How the program works: Under the health-care security ordinance, employers contribute on employees' behalf into a City Option fund. When employees activate a San Francisco Medical Reimbursement Account (SFMRA), future contributions go directly into that account and employees can file claims for eligible medical expenses. Chao said the city has worked with the Treasurer and Tax Collector (TTX) and controller to place program funds in a city treasury bank account and to notify employers and employees about the in-shipment policy.

Outreach results and fund totals: Chao said a six-week outreach campaign moved $144,000,000 from the unassigned fund pool into active SFMRA accounts and paid $51,000,000 in claims during the campaign. She reported $1.66 billion has been contributed to the program since its 2008 inception; roughly 28% of total contributions remain in the unassigned pool. Department staff said about 428,000 employees are in the City Option program and about 150,000 employees have unclaimed balances but have not enrolled in SFMRA accounts.

Legal timeline and next steps: Because state law requires a three-year notification period before unclaimed funds can be initiated (escheated), the department said the earliest such initiation is mid-April 2026. To prepare, DPH plans additional outreach, an online lookup tool for employees to check balances, procedures for closing accounts, and low-barrier payment options such as debit cards. Chao and Sumi Sousa (the program's third-party administrator) said most funds in the pool are less than three years old and that recent outreach significantly increased activation of accounts.

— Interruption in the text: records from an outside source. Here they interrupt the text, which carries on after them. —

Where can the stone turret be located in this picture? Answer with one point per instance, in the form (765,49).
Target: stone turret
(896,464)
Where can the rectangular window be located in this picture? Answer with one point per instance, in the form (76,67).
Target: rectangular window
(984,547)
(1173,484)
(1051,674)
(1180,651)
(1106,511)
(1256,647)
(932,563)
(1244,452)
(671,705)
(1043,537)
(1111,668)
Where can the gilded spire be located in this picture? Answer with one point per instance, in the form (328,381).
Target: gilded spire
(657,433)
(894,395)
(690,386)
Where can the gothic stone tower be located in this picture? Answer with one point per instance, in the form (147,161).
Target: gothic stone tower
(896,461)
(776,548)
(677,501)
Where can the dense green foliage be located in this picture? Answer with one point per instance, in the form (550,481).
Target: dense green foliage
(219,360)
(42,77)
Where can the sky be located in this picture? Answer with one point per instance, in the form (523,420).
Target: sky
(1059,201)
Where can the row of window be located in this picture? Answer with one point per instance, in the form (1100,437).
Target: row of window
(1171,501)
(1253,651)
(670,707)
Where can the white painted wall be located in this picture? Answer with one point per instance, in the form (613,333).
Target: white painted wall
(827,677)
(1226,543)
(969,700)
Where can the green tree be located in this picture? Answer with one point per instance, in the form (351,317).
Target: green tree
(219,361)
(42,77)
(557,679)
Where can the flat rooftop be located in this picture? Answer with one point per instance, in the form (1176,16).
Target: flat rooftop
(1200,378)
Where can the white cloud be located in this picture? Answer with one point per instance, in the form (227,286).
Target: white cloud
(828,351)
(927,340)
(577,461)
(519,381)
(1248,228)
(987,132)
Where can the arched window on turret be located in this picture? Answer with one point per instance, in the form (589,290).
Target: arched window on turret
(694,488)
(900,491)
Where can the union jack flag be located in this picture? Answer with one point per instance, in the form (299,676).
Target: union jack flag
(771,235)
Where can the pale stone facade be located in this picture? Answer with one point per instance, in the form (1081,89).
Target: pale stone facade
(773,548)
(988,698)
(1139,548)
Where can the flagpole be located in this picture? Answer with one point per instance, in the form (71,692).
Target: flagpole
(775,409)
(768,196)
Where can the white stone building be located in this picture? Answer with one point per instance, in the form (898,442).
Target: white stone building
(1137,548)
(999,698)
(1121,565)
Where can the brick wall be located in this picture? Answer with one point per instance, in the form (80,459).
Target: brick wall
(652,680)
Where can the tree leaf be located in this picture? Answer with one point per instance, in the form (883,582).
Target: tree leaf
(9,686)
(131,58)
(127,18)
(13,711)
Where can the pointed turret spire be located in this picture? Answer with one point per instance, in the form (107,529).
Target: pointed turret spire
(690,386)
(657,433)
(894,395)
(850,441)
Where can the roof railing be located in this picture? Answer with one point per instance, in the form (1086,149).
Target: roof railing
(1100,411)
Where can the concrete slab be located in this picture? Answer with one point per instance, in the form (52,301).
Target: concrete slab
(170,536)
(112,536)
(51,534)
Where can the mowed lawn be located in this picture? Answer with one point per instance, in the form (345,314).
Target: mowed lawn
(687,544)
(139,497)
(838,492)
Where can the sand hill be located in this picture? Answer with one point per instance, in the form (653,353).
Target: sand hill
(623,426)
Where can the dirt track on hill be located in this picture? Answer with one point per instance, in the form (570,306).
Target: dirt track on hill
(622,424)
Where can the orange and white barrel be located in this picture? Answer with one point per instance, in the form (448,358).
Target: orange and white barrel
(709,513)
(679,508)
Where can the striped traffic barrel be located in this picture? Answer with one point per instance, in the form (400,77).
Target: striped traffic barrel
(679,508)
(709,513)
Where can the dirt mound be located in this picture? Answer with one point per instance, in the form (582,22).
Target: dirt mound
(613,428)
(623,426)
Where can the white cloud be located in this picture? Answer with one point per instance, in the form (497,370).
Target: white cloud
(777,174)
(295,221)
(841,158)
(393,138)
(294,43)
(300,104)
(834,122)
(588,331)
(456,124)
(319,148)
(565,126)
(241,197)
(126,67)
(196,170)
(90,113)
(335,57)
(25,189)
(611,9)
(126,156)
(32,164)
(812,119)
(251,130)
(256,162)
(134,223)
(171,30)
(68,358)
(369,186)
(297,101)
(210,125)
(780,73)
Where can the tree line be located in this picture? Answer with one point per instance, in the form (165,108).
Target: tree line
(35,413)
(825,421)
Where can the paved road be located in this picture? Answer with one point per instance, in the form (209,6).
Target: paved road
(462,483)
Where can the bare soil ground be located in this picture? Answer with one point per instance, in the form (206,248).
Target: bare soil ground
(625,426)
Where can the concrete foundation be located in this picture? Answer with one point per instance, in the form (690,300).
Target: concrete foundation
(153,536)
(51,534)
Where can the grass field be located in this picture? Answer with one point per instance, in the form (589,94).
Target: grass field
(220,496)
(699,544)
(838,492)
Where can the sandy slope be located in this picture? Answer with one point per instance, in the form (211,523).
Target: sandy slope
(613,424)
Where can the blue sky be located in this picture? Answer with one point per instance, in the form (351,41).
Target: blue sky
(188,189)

Commissioner questions focused on whether funds are genuinely unclaimed versus being held by still-active employees who simply have not enrolled; Sumi Sousa said employers are not required to provide employee-level detail beyond limited demographics, so the department uses age-of-money data and outreach response rates to estimate how much will be initiated. Sousa said a large share of the pool is relatively new money and that ongoing outreach and easier payment tools aim to maximize recovery by active employees.

Outcome: The presentation was informational; commissioners thanked staff for the outreach results and encouraged continued preparation ahead of the three-year escheat window.

Provenance: Presentation and Q&A (SEG 1495'SEG 1756).